Math stuff and other things...but mostly math.: KRITTER

Honestly, Mario Strikers Charged will be the death of me. The cause of death will be a mix of a blood clot in my brain from screaming too loudly and loss of blood from cutting my leg after putting it through the TV, all happening the next time Kritter misses the sudden death breaking goal because they lobbed it, and he tripped backwards, letting it roll in.

Here's a problem from my new book (solution by myself, not that somebody else out there hasn't already done it:

There are 2000 points on a circle, and each point is given a number that is equal to the average of the numbers of its two nearest neighbors. Show that all the numbers must be equal.

2000 is obviously just a number chosen because this problem showed up in the year 2000. They think it's so fucking clever to do that. (here's an idea, if you're getting ready for a math competition like AMC and AIME, practice with problems using the number of that year. I'm sure they've thought of that when writing them, but if they put one in, you might be familiar enough with the properties of that number to get an advantage).

Suppose that not all of the numbers are the same. Call them $a_1, a_2, \cdots a_{2000}$ . WLOG, assume that since they are not all the same, $a_1$ is the smallest number. Then, according to the problem:

$a_1 = \frac{a_2 + a_{2000}}{2}$

$2 \cdot a_1 = a_2 + a_{2000}$

However, since $a_1$ is the smallest, it is assumed that:

$a_1 < a_2$ and $a_1 < a_{2000}$

Adding these yields:

$2 \cdot a_1 < a_2 + a_{2000}$

Which directly contradicts our previous equality. The equality was given by our problem, but the inequality was given by our assumption that there is a smallest number, which means it must be incorrect. Since if there is not a smallest number, then all of the numbers are equal, then it follows that all of the numbers are equal. Quite elegantly done, and we're done, which was what we wanted, just as planned. I think if I ever become a famous mathematician, I'm going to introduce Just as Planned (JAP) as an acceptable way to end a proof.

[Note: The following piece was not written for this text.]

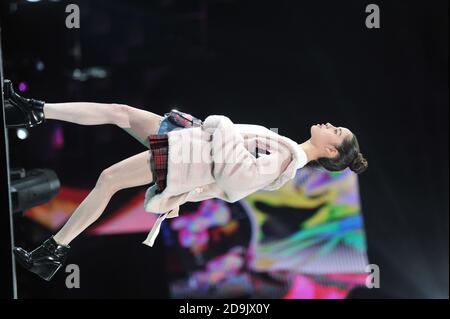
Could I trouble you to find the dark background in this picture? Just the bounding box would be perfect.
[0,0,448,298]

So right now it's fucking 4:30 in the morning. My sleep schedule is really messed up. It's not even that I just keep sleeping in and going to bed late (although it's usually that), but it keeps switching around. Anyway, here's the problem I'm working on now (don't have a solution yet):

On a large, flat field, n people (n > 1) are positioned so that for each person, the distances to all the other people are different. Each person holds a water pistol and at a given signal fires and hits the person who is closest. When n is odd, show that there is at least one person left dry. (Canada 1987)

Woah there, I sourced a problem! I'm going to fight temptations and solve this one on my own. It would be the first time I technically solved an Olympiad problem on my own. I feel like I almost have it, too. I'll keep working on it...when I found the pencil I just lost. Shit stained balls.

ALSO, USAMTS Round 1 Problems are coming out soon! Of course I can't discuss them here, hehe. But I'll be sure to give them some sort of mention on here afterwards.